A young woman’s family is threatened by forces both real and fantastical in this debut novel inspired by Russian fairy tales.

In a village at the edge of the wilderness of northern Russia, where the winds blow cold and the snow falls many months of the year, a stranger with piercing blue eyes presents a new father with a gift - a precious jewel on a delicate chain, intended for his young daughter. Uncertain of its meaning, Pytor hides the gift away and Vasya grows up a wild, willful girl, to the chagrin of her family. But when mysterious forces threaten the happiness of their village, Vasya discovers that, armed only with the necklace, she may be the only one who can keep the darkness at bay.
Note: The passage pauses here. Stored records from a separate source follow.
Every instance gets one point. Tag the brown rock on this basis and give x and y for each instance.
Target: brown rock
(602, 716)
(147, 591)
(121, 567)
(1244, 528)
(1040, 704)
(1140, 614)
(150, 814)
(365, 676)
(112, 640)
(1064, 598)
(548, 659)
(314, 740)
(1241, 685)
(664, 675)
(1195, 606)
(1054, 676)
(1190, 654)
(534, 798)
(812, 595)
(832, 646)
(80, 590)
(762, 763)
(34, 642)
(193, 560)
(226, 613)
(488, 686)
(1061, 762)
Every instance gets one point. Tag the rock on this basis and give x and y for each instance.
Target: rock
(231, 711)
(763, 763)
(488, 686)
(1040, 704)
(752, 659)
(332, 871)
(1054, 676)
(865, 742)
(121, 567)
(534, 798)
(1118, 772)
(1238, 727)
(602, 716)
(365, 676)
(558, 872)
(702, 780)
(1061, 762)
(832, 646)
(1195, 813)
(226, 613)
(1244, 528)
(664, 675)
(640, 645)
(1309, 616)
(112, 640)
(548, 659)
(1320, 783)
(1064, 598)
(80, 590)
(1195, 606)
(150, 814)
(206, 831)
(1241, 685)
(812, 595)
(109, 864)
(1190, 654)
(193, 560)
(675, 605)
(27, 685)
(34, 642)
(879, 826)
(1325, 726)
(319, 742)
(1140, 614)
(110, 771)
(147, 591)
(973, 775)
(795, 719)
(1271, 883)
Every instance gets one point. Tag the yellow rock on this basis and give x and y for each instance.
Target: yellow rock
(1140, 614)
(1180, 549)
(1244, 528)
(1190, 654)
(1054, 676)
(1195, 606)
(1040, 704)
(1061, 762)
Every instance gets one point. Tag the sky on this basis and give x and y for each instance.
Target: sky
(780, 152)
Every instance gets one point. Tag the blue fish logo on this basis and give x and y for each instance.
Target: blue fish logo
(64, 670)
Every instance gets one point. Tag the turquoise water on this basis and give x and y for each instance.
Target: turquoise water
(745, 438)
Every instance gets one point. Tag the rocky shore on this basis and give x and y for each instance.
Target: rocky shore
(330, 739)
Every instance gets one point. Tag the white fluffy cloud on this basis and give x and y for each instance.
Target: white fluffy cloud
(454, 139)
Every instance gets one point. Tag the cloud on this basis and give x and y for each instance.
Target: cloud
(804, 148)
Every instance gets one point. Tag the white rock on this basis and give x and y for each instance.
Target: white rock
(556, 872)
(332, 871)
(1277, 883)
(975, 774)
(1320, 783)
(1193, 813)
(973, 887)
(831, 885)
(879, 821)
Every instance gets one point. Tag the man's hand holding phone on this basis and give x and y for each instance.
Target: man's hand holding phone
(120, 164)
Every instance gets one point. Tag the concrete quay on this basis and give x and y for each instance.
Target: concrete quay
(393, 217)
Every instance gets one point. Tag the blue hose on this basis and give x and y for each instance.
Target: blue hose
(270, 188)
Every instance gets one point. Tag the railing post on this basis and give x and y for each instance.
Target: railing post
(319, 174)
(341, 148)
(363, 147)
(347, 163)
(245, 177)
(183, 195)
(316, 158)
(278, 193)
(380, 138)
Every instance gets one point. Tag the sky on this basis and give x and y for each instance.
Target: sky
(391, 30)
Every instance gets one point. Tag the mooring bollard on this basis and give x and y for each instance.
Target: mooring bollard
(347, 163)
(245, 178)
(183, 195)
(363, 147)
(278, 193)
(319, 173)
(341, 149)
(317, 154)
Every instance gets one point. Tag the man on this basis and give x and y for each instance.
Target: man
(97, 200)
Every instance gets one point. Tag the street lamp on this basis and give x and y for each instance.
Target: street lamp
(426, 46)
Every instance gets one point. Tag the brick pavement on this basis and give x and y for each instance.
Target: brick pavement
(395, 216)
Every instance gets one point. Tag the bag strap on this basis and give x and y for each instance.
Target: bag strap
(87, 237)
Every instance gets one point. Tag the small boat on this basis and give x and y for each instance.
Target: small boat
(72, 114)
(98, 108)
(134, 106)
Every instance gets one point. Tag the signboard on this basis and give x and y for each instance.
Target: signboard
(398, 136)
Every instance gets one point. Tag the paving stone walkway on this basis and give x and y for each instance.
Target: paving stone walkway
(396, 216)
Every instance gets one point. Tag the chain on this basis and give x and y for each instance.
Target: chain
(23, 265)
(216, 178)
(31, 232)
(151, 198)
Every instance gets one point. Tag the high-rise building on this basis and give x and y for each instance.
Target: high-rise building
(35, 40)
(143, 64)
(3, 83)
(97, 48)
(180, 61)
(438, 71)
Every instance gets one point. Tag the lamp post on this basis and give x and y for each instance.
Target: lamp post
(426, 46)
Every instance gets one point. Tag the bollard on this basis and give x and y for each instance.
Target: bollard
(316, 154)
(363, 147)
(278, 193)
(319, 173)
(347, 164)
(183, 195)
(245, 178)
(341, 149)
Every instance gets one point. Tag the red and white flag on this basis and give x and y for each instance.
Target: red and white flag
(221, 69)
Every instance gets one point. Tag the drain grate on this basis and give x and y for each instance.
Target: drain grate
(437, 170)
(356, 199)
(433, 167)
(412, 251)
'The Bear and the Nightingale' isn't an easy book to define in terms of genre. It's a beautiful story that weaves fairy tale with old legend and myth while holding a true, authentic feel. For part of it I thought it may be a strange romance in the end but that's not quite right. There's genuine suffering amid the legend (the author made winter frost harsh and cruel but simply awesome in its twisted way), but also a bonding and building of relationships, especially in the family.

I know nothing regarding Russian legend, but this book brought one to life and gave it a magic that's unshakeable. I could picture the winter-filled wilderness clearly whether it focused on the small village, the determined and ignorant father who put duty and familial responsibility before his own happiness, the bold mother who chose to give life even it meant hers may end, and the young and spirited young woman brave and wild enough to hold the power to free everyone.

Usually I get a little lost in la-la land when legends become too complex and fantasy crosses into the surreal, but I was able to hold my own thanks to the kind pacing and the rich writing showcasing how genuine the characters felt. I didn't like everyone of course, as we aren't meant to, especially the paranoid and bitter Anna. (Ugh). Villains have a human face in the force of a preacher who feels he needs to purge the happy lands, but also there are real villains combined with the weather elements. It was an awesome legend and an epic adventure that led my reader's spirit from the armchair to the unknown. Bravo!

As I've said, I kept thinking there would be an eventual love story around the corner, but that wasn't quite right. There were bonds with spirits and the unseen but it wasn't so out there it became detached. Animals play a large bond, especially horses, but it didn't come across hokey nor childish. Pacing was strong enough to support the story's backbone but it never felt rushed - speeding up over a few bumps would have helped it somewhere to inch closer to a five star, but I respect that to speed it up may have sacrificed some of the rich, phantasmagorical vibe.

Vasya bugged me at times with how willing she was to face sacrifice even when people didn't deserve it, but she chose the right road in the end. The Winter's King white frost eyes made a presence and stole every scene he graced. The ignorance of the times and the town rang true, especially when demented over a wrong man's religion. And ugh, the way poor women were treated in those times is enough to set any modern day woman's teeth on edge. Breeders be damned.

This is a book that will appeal to almost every form of reader - whether they enjoy fantasy or fairy-tale, childlike curiosity or the grim starkness of life. It holds all that and more. Recommended.

Received from Netgalley in exchange for an honest review.